John William Godward R. B. A., British, 18611922
The Necklace, 1914
Oil on canvas, 19 3/4 x 13 1/2 in.
Signed and dated upper right: John Godward 1914
1997.66

Godward’s artistic development coincided with the final flicker of Victorian classicism, a tradition that celebrated beautiful, untroubled women in a luxurious ancient world. He enjoyed a highly successful career exhibiting regularly at the Royal Academy between 1887 and 1905, but an increasingly hostile art world open to modernism, coupled with his own depression, led him to commit suicide at the age of sixty-one.

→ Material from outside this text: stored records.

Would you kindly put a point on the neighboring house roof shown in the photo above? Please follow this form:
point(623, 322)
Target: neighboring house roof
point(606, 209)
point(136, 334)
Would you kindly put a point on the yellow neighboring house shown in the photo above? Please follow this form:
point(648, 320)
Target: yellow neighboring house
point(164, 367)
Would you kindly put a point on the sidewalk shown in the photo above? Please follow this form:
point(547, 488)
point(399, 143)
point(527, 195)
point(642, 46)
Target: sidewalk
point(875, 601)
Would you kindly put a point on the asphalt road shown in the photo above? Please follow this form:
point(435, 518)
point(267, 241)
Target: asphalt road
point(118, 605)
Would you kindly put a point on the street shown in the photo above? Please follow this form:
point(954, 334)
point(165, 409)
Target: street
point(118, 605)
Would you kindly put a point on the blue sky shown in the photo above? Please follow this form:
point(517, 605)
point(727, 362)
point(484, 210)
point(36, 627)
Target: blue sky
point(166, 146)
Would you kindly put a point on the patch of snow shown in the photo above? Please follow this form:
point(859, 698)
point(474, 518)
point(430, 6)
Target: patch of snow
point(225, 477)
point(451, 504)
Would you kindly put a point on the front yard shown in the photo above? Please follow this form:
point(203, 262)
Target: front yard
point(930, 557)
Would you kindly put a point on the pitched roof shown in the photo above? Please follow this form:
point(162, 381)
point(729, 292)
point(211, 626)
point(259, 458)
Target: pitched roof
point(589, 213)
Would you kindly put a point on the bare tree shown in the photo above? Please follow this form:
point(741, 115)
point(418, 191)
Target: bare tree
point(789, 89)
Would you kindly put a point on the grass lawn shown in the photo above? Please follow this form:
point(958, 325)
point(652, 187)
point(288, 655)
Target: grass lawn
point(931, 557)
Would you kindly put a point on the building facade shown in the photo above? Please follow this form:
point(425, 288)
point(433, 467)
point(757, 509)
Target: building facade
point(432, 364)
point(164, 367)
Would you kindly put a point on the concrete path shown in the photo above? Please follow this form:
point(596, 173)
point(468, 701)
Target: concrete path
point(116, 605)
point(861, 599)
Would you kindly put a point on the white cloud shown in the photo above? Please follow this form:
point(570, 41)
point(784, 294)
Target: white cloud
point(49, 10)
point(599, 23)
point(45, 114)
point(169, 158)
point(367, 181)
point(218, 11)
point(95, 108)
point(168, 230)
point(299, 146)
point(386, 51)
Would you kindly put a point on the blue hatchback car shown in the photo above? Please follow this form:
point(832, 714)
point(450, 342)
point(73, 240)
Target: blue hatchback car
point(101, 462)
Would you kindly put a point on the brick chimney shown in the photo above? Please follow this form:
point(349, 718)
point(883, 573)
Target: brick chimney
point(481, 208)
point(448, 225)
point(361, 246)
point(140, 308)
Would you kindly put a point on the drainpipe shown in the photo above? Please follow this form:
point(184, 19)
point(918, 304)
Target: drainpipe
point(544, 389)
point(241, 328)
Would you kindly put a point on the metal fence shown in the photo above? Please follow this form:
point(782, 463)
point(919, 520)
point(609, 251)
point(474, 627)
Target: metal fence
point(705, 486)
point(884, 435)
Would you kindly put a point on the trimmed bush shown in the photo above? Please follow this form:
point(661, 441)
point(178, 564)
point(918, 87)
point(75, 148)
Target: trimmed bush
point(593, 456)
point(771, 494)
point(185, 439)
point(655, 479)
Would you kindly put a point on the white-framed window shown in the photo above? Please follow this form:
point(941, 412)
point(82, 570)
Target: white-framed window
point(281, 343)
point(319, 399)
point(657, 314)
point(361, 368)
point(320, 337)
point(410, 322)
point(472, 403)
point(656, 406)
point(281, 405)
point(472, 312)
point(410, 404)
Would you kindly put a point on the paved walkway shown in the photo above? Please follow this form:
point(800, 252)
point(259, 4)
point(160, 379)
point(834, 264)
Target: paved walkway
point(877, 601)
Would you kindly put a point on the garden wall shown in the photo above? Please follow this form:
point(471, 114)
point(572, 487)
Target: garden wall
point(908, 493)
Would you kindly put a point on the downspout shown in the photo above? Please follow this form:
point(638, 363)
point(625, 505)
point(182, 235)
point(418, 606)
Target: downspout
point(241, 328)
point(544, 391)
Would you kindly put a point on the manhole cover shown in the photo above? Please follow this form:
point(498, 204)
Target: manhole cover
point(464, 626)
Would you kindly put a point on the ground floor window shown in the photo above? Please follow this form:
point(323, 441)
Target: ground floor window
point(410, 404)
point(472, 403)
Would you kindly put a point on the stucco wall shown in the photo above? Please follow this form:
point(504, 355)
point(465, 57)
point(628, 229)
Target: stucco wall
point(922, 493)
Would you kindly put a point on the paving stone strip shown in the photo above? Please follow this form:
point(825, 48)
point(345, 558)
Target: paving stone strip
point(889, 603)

Although he is usually considered a follower of better known painters such as Frederick Lord Leighton and Sir Lawrence Alma-Tadema, Godward differed in his vision of antiquity. He rarely drew from history and mythology like Leighton, and did not produce the archeological reconstructions of Alma- Tadema. Instead, Godward specialized in portraying lovely, gracefully languorous women — usually dark-haired with see- through gowns — often alone in settings that evoke an opulent but unspecified Greco-Roman environment. There is little activity and even less narrative in this idyllic realm. His astonishing ability to portray variegated marble and intricate drapery folds is apparent in The Necklace. Here, the physical charms of a young woman are all but revealed by the diaphanous fabric of her garment, in stark contrast to the folds adorning the bronze statuette of Athena, the virgin goddess of wisdom, which appears behind in a mosaic-decorated niche.